ReportingDispatchAgent
^^^^^^^^^^^^^^^^^^^^^^
You will note that the *DispatchAgent* only allows an outside source to send
commands to the agent. There is no communication backwards. There is another
base class that has a slightly different run loop. Rather than blocking
foreever on incoming messages it will also call its own method, periodic, to
allow other operations to occur.

The call to periodic will return the amount of time in seconds (as a float)
that it will wait until calling periodic again. The periodic function therefore
controls how often it is called. The first call will happen as soon as run is
called.

The method signature of the *periodic* method is:

.. code-block:: python 

        def periodic(self, now):

If *periodic* is not implemented in the subclass, an exception is raised.

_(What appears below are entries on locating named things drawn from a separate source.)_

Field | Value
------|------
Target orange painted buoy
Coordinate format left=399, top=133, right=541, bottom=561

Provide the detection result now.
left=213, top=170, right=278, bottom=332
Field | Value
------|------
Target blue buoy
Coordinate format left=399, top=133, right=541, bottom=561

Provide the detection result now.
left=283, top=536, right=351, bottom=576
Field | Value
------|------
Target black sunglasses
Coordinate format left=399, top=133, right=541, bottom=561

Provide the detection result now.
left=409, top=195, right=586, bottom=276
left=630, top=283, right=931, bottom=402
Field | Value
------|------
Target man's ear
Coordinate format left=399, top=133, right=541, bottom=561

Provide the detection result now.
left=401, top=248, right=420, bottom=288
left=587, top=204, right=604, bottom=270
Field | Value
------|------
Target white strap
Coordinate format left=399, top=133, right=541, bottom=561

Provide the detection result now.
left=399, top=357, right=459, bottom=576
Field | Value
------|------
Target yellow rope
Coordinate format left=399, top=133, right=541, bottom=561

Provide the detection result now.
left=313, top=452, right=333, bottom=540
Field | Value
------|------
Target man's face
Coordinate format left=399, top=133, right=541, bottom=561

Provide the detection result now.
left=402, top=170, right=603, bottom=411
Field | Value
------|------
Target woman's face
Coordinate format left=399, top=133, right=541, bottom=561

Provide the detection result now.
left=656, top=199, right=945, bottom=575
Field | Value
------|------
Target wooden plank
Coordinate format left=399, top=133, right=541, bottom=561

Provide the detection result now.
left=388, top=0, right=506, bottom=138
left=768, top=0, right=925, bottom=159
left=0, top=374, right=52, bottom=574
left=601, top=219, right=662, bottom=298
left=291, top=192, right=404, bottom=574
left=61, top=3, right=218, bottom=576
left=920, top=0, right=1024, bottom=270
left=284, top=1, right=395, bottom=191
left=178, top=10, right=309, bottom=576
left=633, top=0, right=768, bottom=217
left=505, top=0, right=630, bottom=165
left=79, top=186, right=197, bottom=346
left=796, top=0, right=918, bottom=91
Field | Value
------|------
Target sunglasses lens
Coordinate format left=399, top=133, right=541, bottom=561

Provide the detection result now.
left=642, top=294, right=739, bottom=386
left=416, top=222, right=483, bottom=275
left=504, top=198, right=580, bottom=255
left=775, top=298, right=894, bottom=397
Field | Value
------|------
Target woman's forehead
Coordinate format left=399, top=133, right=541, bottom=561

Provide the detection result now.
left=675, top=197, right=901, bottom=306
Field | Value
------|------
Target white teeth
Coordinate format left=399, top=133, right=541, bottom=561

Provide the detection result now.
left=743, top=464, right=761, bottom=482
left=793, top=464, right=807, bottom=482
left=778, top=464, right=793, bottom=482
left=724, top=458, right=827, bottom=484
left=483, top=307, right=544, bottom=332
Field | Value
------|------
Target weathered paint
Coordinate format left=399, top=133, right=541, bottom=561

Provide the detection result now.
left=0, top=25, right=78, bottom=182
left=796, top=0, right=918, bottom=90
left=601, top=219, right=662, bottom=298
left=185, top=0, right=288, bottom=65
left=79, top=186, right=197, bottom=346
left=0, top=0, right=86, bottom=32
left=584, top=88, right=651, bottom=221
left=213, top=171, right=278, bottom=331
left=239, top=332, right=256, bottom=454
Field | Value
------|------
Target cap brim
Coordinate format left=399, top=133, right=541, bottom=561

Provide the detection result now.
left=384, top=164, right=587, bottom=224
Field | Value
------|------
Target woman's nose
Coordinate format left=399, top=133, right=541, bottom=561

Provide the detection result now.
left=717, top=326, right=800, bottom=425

This example code writes the current time to a file once a second. Note the
explicit use of the *Agent* class to set the file name.

.. code-block:: python

    import os.path
    from magi.util.agent import ReportingDispatchAgent, agentmethod

    class myTimeTracker(ReportingDispatchAgent):
        def __init__(self):
            ReportingDispatchAgent.__init__(self)
            self.filename = None

        def confirmConfiguration(self):
            if not os.path.exists(self.filename):
                return False

        def periodic(self, now):
            with open(self.filename, 'a') as fd:
                fd.write('%f\n' % now)
            
            # call again one second from now
            return 1.0

The *ReportingDispatchAgent* documentation can seen `here
<http://montage.deterlab.net/backend/python/util.html#magi.util.agent.ReportingDispatchAgent>`_.

SharedServer
^^^^^^^^^^^^
The *SharedServer* class inherits from *DispatchAgent* and expects the subclass
to implement the methods *runserver* and *terminateserver* to start or stop a
local server process. The *SharedServer* class takes care of multiple agents
requesting use of the server and only calls runserver or terminateserver when
required. This ensures that there is ever only one instance of the server
running at once on a given host. A canonical example of this would be a web
server running a single instance of Apache. The methods *runserver* and
*stopserver* take no arguments.

Below is an example of a simple agent that starts and stops Apache on the local
host. If there are other Agents running on the machine that require Apache to
be running, they can inherit from *SharedServer* as well, thus ensuring that
there is only ever one instance of Apache running.

.. code-block:: python 

    from subprocess import check_call, CalledProcessError
    from magi.util.agent import SharedServer

    class ApacheServerAgent(SharedServer):
        def __init__(self):
            SharedServer.__init__(self)

        def runserver(self):
            try: 
                check_call('apachectl start'.split())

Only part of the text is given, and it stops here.